Manager Ron Shmerelson isn’t afraid to brag about the bar he calls his second home. “We’ve got all the top local country bands. We were voted top bar in town for pick-ups. Picked best karaoke in the city in five different [lists].” When asked where he believes most of their clientele comes from, Shmerelson says he believes they’re serving a community of country music fans that stretches from Tacoma to Everett, although people come in from far and wide. “I’ve taken reservations from Denmark,” he says. “With the website up, we get people from all over the world.”
Walk in the door, and you’re instantly transported outside the city limits, or so it feels. Cowboy hats are only outnumbered by cowboy boots. It’s a gritty, down-home, rural feeling that separates the Little Red Hen from every other bar in town that welcomes Americana artists. While some of the house bands pepper their sets with blues and southern rock jams, most of the music that takes place here is classic-style country music—the kind that makes you want to grab a partner and own the floor. For all the city folks who aren’t as familiar with the Texas two-step and other styles, country dancing lessons are free every Sunday, Monday, and Tuesday night.
Six nights a week, stellar live bands rock the place with old school country classics—Cash to Acuff, Haggard to Hank, Sr., occasional originals—giving the dancers an opportunity to put their new moves to work.
House bands for country dance parties include Knute Bell and the Blue Collars, who grace the stage frequently. Other local bands that have rocked the Little Red Hen include the Buckaroo Blues Band (who play as much country and alt-country as they do blues). The Rolling Blackouts, whose classic-style country music is, as all good country music is, a solid tribute to rural life.
There’s also country music karaoke every Wednesday night at 9 p.m., and a full menu to accommodate you through breakfast, lunch, and dinner. Pull tabs are at the bar, drink specials on Wednesdays.







May 13th, 2008 at 9:31 am
Thanks for covering the Hen- I’ve been going there for years and agree it’s one of the best venues in the city. Definitely the most authentic too. Love your magazine and all the stuff you cover. The new site is awesome too! Congratulations and keep up the good work.

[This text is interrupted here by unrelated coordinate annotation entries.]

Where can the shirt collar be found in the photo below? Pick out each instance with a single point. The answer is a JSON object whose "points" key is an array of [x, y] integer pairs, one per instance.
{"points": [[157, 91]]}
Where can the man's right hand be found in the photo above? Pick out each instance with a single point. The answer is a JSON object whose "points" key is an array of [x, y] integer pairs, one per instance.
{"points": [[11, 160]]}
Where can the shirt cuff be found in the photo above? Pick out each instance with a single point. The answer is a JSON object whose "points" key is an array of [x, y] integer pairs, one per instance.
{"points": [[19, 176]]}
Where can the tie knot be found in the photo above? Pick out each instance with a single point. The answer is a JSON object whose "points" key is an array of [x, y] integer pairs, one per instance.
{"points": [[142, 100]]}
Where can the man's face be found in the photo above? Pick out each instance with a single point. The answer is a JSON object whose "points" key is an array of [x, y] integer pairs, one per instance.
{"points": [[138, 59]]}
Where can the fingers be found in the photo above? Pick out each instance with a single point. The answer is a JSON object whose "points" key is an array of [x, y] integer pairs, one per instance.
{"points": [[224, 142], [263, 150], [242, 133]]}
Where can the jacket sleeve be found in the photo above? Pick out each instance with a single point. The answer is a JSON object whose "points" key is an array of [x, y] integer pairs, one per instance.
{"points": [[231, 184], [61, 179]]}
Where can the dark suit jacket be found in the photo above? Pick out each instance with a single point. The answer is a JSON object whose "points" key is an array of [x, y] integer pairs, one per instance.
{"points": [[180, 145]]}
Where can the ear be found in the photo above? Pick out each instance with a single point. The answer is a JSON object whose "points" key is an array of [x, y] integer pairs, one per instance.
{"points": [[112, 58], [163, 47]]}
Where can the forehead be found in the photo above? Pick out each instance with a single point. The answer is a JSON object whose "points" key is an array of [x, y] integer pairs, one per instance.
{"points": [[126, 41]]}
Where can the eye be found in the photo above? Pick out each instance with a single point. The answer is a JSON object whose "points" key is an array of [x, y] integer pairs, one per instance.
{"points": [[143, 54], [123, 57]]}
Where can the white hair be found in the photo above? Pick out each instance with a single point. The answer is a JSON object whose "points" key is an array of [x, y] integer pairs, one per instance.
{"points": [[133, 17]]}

May 13th, 2008 at 11:46 am
Do not be deceived by the name Buckaroo Blues, they are a solid country band and NOT a blues band. A little rock now and again but not the blues as mentioned above. So definitely come two step, waltz and swing dance to the Bucks tunes.
May 13th, 2008 at 2:03 pm
The blues comment came from the band’s website, where they describe themselves as a “mixture of new and classic country, rock, blues and the occasional surprise song (cow-funk, anyone?).”